This repository contains evaluation scripts and results for the Boltz model's performance on the Polaris blind challenge datasets, specifically focusing on antiviral potency, ligand poses, and ADMET predictions.
Performance Summary:
- Ranking: 33rd/33 methods across all datasets for MAE
- Correlation Performance: 20-21st/33 methods (39-42nd percentile)
- Best Performance: SARS-CoV-2 target (Pearson R: 0.824)
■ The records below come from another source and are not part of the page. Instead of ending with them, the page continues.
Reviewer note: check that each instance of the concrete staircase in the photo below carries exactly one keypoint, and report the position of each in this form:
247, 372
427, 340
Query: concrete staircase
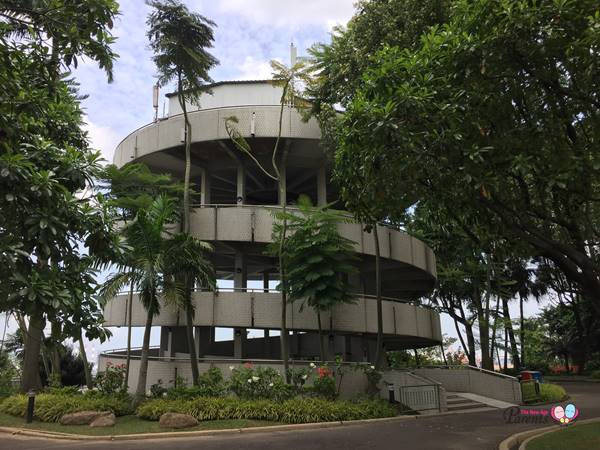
456, 402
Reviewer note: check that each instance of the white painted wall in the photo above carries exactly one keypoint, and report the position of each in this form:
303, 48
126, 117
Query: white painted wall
226, 95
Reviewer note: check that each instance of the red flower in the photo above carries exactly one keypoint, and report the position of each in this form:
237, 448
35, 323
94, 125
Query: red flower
323, 372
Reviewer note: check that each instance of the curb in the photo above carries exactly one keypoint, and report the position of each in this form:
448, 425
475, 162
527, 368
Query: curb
183, 434
522, 439
186, 434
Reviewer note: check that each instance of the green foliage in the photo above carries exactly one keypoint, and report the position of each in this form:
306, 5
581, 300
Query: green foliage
210, 384
324, 386
317, 257
471, 120
248, 382
548, 393
295, 410
8, 372
51, 407
110, 381
179, 39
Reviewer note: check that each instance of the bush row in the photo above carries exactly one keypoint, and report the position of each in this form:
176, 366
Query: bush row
51, 407
296, 410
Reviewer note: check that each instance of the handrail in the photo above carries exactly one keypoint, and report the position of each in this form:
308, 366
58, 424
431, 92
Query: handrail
275, 291
466, 366
109, 354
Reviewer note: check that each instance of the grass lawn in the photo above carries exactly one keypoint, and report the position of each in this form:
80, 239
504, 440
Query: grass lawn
127, 425
578, 437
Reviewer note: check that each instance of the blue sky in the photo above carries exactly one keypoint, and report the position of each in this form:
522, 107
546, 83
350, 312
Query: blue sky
250, 33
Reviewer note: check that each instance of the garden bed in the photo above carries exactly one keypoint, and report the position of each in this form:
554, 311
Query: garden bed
129, 424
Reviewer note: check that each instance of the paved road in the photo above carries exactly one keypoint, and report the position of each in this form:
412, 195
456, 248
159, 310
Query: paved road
453, 432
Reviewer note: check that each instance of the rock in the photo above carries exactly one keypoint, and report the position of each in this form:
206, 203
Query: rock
107, 420
176, 420
82, 417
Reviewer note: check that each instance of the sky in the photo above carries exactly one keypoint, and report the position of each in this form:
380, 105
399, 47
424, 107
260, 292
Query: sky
249, 34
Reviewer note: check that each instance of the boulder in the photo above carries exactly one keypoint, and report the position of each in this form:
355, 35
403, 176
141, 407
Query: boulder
107, 420
176, 420
82, 417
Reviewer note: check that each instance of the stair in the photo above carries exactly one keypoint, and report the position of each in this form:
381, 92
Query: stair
455, 403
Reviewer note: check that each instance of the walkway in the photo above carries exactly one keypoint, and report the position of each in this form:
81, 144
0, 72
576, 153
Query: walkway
479, 430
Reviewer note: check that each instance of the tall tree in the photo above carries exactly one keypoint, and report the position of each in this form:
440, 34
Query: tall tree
317, 259
179, 39
46, 163
129, 189
474, 117
286, 78
147, 237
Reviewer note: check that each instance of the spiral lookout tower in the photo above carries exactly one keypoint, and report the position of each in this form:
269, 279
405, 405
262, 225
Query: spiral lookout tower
234, 214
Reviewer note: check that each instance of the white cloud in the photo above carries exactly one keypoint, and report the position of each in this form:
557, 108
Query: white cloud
102, 138
292, 14
254, 69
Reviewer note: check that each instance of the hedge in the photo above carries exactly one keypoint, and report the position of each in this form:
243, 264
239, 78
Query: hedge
296, 410
51, 407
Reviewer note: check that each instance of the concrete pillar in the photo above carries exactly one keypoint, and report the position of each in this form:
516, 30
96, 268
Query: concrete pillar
282, 194
240, 276
205, 188
266, 281
204, 338
239, 338
241, 185
240, 283
321, 186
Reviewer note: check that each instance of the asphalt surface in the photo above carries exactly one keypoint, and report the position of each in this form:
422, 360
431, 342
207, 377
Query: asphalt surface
457, 431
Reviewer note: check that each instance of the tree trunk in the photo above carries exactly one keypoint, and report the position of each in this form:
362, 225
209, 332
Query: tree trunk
189, 314
484, 331
128, 359
30, 379
55, 337
140, 392
471, 343
505, 349
522, 330
511, 335
379, 345
86, 367
321, 346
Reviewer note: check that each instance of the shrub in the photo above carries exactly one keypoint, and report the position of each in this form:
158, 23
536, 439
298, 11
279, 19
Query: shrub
324, 384
548, 392
51, 407
296, 410
263, 382
111, 380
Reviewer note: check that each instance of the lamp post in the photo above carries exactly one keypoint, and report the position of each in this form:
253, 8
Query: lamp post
30, 406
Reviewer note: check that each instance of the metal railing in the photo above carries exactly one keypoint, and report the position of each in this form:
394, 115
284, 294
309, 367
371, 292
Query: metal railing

- Target Preference: Consistently better on SARS-CoV-2 vs MERS-CoV
├── boltz_affinity_predictions.csv # Affinity prediction results
├── boltz_polaris_evaluation.ipynb # Main evaluation notebook
├── code_to_create_yamls.py # YAML configuration generator
├── env.yml # Conda environment specification
├── evaluation/ # Evaluation modules
│ ├── admet.py # ADMET evaluation functions
│ ├── bootstrapping.py # Statistical bootstrapping utilities
│ ├── cld.py # CLD (Chemical Library Design) evaluation
│ ├── ligand_poses.py # Ligand pose evaluation
│ ├── potency.py # Potency prediction evaluation
│ ├── utils.py # Common utilities
│ └── data/ # Evaluation datasets
└── leaderboards/ # Challenge leaderboard submissions
├── antiviral-admet-2025/ # ADMET challenge results
├── antiviral-ligand-poses-2025/ # Ligand poses challenge results
└── antiviral-potency-2025/ # Potency challenge results
-
Create the conda environment:
conda env create -f env.yml conda activate boltz-polaris
-
Generate YAML configurations for Boltz 2:
python code_to_create_yamls.py
-
Run Boltz 2 predictions (not included in this repo):
boltz predict ./yaml_files/*.yaml --use_msa_server --use_potentials --no_kernel
-
Run the evaluation notebook:
jupyter notebook boltz_polaris_evaluation.ipynb
Generate YAML configurations for Boltz 2 input:
python code_to_create_yamls.py
Run evaluations:
from evaluation import potency, ligand_poses, admet
# Use evaluation functions as needed
Boltz 2 Model Performance:
- Detailed affinity predictions available in
boltz_affinity_predictions.csv
- Complete evaluation metrics and rankings can be generated from
boltz_polaris_evaluation.ipynb
- All leaderboard comparisons are documented in
all_the_comparisons.txt
- Visual performance comparisons shown in the generated image files from the notebook
Performance Summary:
- Boltz2 consistently ranks last in the evaluated methods subset
- Shows better correlation metrics than absolute error metrics
- Performs better on SARS-CoV-2 target compared to MERS-CoV across all metrics
The evaluation framework is adapted from the ASAP Polaris Blind Challenge Examples repository (accessed August 21st, 2025).